Dawn Hartman welcomes students into her optometry practice, Columbus Ophthalmology Associates, as a clinical instructor. Hartman's multi-specialty practice has been engaged in continuing education programs for 30 years. In her work as a preceptor, Hartman has one or two students a week for 13-week segments as part of their fourth year of training. "I try to impress upon them that education never ends," Hartman says. "They bring so much energy to the practice….They are so happy to see these things they might have only read about."

For Hartman, the joy of teaching is in passing along the knowledge she has gained in 14 years as an optometrist. "I like being part of building their confidence," she says. "Now that I have had students who have graduated, they are my friends. This has been way more rewarding than I anticipated," she says.

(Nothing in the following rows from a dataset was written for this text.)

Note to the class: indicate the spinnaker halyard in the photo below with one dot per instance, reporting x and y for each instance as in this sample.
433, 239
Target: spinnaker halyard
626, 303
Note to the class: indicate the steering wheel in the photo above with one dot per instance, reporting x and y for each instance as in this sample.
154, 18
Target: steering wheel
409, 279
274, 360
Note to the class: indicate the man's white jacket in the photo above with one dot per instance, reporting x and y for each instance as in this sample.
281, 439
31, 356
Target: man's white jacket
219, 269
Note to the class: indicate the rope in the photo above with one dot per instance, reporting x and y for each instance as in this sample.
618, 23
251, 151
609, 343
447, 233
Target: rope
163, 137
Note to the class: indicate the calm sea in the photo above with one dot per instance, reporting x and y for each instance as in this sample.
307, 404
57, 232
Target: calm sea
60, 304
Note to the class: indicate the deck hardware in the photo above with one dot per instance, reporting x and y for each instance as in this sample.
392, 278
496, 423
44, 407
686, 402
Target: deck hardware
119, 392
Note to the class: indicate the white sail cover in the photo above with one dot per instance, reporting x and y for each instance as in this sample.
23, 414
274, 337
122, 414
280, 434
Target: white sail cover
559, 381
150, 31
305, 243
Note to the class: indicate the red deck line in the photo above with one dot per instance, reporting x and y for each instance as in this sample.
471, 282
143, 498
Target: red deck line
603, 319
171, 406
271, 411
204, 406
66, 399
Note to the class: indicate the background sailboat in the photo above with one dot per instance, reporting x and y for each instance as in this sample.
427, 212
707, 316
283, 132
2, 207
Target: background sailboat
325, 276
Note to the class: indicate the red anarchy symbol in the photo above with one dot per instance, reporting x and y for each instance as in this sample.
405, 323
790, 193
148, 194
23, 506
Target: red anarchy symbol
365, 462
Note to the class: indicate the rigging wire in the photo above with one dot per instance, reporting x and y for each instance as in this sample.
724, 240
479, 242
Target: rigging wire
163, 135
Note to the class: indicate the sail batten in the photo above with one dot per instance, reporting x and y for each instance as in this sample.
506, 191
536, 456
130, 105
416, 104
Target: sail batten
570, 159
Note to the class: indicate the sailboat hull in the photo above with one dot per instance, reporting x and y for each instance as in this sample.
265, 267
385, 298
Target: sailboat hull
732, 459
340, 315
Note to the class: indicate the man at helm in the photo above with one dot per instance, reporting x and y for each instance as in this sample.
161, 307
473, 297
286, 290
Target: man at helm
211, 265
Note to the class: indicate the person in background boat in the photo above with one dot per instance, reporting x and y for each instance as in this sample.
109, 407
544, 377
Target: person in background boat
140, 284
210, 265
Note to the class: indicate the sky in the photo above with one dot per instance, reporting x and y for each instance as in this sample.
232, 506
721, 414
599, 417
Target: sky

J. Lawrence Hutta, DDS, teaches orthodontics at the OSU School of Dentistry every other Tuesday afternoon, lecturing over the lunch hour and then seeing patients with students. In practice half of his 56 years, he says he teaches "exactly what I do in my office. It's taken 28 years to develop." Handling three classes of five residents each, he and his students care for about 150 patients. Hutta says the OSU Dental Clinic patients-some underprivileged and some professors' children-get the same treatment he provides at Hutta Orthodontics Specialists in Dublin and Worthington. As the dental residents shape their patients' smiles, Hutta says he enjoys "shaping and forming and creating an experience for the profession. Their charge will be to carry on."

Hutta says teaching keeps him current and allows him to share his upbeat nature in a rewarding mentorship environment. "I am as excited as when I started," he says, adding, "If everyone gave back a little, the world would be a better place."